Rhode Island Considers New Tolls
By Daniel C. Vock, Staff Writer
RHODE ISLAND TOLLS: Toll booths may be coming to the largely toll-free Rhode Island , as Governor Lincoln Chafee searches for ways to reduce the state's backlog of road repairs, reports the Providence Journal . The most likely place for new tolls would be on Interstate 95 near the Connecticut border. That move would require approval from the federal government, but, the Journal notes, many states are pushing Congress to give them more flexibility to add tolls to existing interstates.
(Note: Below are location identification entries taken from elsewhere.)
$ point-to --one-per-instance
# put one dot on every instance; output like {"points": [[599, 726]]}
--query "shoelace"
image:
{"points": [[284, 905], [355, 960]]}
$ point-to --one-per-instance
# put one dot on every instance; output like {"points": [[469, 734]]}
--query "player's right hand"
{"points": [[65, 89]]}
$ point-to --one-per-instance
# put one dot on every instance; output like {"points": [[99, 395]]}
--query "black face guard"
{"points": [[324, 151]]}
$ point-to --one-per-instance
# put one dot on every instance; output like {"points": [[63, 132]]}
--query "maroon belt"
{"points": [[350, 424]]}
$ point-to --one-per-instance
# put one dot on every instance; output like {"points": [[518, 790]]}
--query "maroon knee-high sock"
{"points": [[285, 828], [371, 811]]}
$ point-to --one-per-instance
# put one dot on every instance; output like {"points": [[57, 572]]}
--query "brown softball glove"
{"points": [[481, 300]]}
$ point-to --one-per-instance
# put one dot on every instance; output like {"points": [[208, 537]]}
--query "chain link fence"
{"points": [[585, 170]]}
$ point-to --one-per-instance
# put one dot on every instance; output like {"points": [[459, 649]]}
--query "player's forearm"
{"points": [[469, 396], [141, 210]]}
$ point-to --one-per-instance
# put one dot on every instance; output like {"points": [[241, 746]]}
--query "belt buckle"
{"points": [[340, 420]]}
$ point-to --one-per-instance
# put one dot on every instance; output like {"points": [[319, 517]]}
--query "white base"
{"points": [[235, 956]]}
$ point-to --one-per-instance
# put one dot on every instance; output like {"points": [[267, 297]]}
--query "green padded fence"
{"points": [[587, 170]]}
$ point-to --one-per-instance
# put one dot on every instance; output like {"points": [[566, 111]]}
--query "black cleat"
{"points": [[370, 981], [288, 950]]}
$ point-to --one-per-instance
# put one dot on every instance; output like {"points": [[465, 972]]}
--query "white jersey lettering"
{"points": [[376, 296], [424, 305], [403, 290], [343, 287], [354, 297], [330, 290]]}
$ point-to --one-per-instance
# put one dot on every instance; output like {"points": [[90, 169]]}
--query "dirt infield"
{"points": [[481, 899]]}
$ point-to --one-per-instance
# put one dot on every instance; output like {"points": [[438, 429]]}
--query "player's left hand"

ARKANSAS ROAD FUNDING: Two measures backed by Arkansas House Speaker Robert Moore Jr. to improve the state's roads using new taxes have cleared their first legislative hurdle, writes the Arkansas News Bureau . Moore wants to increase the state's diesel tax by 5 cents a gallon, bringing the total to 27.5 cents. He also is pushing a decade-long measure to increase the state's sales tax by half a cent; the proceeds would expand Arkansas' network of four-lane highways. Both measures would need voter approval next year. In his state of the state speech , Democratic Governor Mike Beebe said new revenues must be found for highway improvements.
NATIONAL TEEN DRIVING STANDARDS: A group of federal lawmakers wants to impose nationwide rules for teenagers getting driver's licenses, says Transportation Nation . Their proposal would require states to use a three-tier graduated licensing system, which would not let teens get unrestricted licenses until they turn 18. States would lose federal highway funding if they did not comply. All states use some sort of phased-in license already, but the details vary widely. "Six states allow permits for 14-year olds," Transportation Nation notes, "while South Dakota has no (restrictions) at all for 16-year-old drivers."
IMMIGRANT LICENSES: Late-session activity seems to have doomed efforts in Utah and New Mexico to bar unauthorized immigrants from driving legally. Legislation headed to Utah Governor Gary Herbert would allow drivers in the country illegally to get special driver's permits, but they would now have to provide fingerprints and undergo background checks, reports the (Provo) Daily Herald . The New Mexico Senate again rejected Governor Susana Martinez's effort to bar unauthorized immigrants from driving there, writes The Associated Press . Meanwhile, the Kansas City Star reports that the Missouri House approved legislation to require driver's tests to be administered only in English; currently they are given in 11 other languages, too.
PARENTAL DRIVER'S ED: Home-schooled high schoolers in Iowa would receive driving instruction from their parents rather than public school teachers, under legislation moving through the state House there. "It just doesn't make sense for students to have to go to public school for just this one thing," a lobbyist for the Iowa Faith and Freedom Coalition told the Quad-City Times . Iowa lawmakers approved similar legislation in 2004, but then-Governor Tom Vilsack vetoed it, citing concerns about "inconsistency in training."